My birthday is this Saturday.

I turn 30.

When I turned 29 last year, I was all like “what kind of g-d damn age is 29?”-

And it has been a strange year.

Prolific.

absolutely.

I had to get to my bottom, in order to climb my way up.

It was dark down there.

Filled with self hate, pity and despair.

Filled with ugly voices telling me that I was a horrible mother, daughter, wife.

That I was not who or what I always wanted to be.

Not even close.

I started over last year.

I moved to a different country.

Had to start my life over.

Sometimes, that’s a good thing.

You get to reinvent yourself.

No one knows you.

But you know you.

And as hard as you try to be someone you’re not- your true colors leak out for the world to see- bit by bit.

But I am happy to say that I climbed out of it.

Depression is a bitch.

I never thought that I was going to be a statistic.

I guess I never thought I would be a statistic when I became the mother to premature babies either.

But I did.

And that’s ok too.

I have to forgive myself.

I don’t like to.

But I am better now because of it.

My husband and I fight less.

I have more patience for my two beautiful daughters.

I have more confidence in the person that I am today- mistakes and all.

You know how people always say that they wish they could go back to the age of 20 with the wisdom of  today?

I now get it.

I would never want to go back in time because I really am just getting better with age.

***

I will be turning 30 in Paris, France this year.

I always complain that my husband isn’t a big birthday person at all- doesn’t like to celebrate his own or mine.
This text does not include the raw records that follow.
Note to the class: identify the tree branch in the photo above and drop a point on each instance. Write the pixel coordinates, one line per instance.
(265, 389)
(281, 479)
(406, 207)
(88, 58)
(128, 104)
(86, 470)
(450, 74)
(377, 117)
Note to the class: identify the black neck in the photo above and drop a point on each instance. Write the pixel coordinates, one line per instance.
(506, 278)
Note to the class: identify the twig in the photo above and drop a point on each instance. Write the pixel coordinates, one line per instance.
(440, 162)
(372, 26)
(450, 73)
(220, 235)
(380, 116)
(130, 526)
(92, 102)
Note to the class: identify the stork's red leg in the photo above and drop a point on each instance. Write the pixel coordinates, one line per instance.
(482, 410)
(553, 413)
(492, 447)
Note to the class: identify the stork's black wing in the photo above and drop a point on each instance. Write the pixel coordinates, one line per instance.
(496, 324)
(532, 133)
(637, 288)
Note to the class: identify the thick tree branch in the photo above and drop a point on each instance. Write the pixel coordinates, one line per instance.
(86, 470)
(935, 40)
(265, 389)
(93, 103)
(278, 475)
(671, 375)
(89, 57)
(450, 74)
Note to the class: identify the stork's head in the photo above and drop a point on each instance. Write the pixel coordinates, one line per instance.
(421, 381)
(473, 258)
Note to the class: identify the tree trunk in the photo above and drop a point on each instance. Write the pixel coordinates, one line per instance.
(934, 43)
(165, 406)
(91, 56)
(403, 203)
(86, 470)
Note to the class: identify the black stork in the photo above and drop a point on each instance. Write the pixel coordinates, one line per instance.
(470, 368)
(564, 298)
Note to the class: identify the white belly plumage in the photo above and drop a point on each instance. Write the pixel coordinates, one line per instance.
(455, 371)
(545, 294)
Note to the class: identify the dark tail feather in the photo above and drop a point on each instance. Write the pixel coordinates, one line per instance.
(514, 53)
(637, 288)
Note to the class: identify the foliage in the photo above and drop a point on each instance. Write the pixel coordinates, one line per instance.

So I decided to stop waiting around for someone to surprise me, and booked one ticket to France.

A friend lives there- and I will be staying with her- and another friend is flying from NY to celebrate with me in Paris as well.

My husband will be home watching the girls.

And I  am happy with that.

I’m happy that I am in a place where I have people in my life who love me.

But I am also happy that I am in a place where I am finally loving myself.